PseMix: Pseudo-Bag Mixup Augmentation for MIL-Based Whole Slide Image Classification

IEEE Transaction on Medical Imaging, 2024

Abstract: Multiple instance learning (MIL) has become one of the most important frameworks for gigapixel Whole Slide Images (WSIs). In current practice, most MIL networks often face two unavoidable problems in training: i) insufficient WSI data and ii) the sample memorization inclination inherent in neural networks. To address these problems, this paper proposes a new Pseudo-bag Mixup (PseMix) data augmentation scheme, inspired by the basic idea of Mixup. Cooperated by pseudo-bags, this scheme fulfills the critical size alignment and semantic alignment in Mixup. Moreover, it is efficient and plugin-and-play, neither involving time-consuming operations nor relying on model predictions. Experimental results show that PseMix could often improve the performance of state-of-the-art MIL networks.

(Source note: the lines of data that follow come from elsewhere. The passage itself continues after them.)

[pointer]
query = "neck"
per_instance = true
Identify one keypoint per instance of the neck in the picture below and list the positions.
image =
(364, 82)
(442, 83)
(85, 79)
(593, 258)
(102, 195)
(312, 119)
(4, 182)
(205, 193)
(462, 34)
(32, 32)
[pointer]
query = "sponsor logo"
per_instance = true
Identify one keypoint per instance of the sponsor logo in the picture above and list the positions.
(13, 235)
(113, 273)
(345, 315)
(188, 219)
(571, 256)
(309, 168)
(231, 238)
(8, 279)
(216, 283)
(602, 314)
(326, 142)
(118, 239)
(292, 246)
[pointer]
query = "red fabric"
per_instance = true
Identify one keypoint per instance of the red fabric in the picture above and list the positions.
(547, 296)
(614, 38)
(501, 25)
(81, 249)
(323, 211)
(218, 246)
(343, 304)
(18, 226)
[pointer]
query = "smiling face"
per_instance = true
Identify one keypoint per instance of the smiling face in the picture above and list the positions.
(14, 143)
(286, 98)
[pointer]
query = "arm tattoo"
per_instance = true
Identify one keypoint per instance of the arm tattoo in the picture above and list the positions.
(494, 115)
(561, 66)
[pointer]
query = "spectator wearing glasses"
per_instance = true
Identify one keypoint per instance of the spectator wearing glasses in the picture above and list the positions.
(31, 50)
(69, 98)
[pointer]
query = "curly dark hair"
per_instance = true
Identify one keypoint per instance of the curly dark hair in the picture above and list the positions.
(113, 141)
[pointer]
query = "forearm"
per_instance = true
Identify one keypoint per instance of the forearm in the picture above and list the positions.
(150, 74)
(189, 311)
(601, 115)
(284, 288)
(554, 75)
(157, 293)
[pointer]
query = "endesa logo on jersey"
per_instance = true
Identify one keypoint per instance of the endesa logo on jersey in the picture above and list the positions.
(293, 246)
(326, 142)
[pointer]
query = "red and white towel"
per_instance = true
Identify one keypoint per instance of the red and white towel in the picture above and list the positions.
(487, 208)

Most importantly, it could also boost the generalization performance of MIL models in special test scenarios, and promote their robustness to patch occlusion and label noise.

📚 Recent updates:

24/05/27: 🔥 new SOTA performance with PseMix using CONCH features
24/05/19: add data_split and Notebook - Generate Data Split
24/05/09: add two PseMix Walkthrough notebooks: Notebook - Pseudo-bag Generation and Notebook - Pseudo-bag Mixup
24/05/08: add link to a detailed tutorial of WSI preprocessing
24/02/27: add missing codes regrading the module of optim
24/02/22: add useful research papers involving pseudo-bags

Why PseMix?

Adopting PseMix in training MIL networks could

(1) improve performance with minimal costs:

Network	BRCA	NSCLC	RCC	Average AUC
ABMIL	87.05	92.23	97.36	92.21
ABMIL w/ PseMix	89.49	93.01	98.02	93.51
DSMIL	87.73	92.99	97.65	92.79
DSMIL w/ PseMix	89.65	93.92	97.89	93.82
TransMIL	88.83	92.14	97.88	92.95
TransMIL w/ PseMix	90.40	93.47	97.76	93.88

(2) obtain better generalization and robustness:

Training curves, showing the AUC performance on training and test data (exported from wandb), are given below.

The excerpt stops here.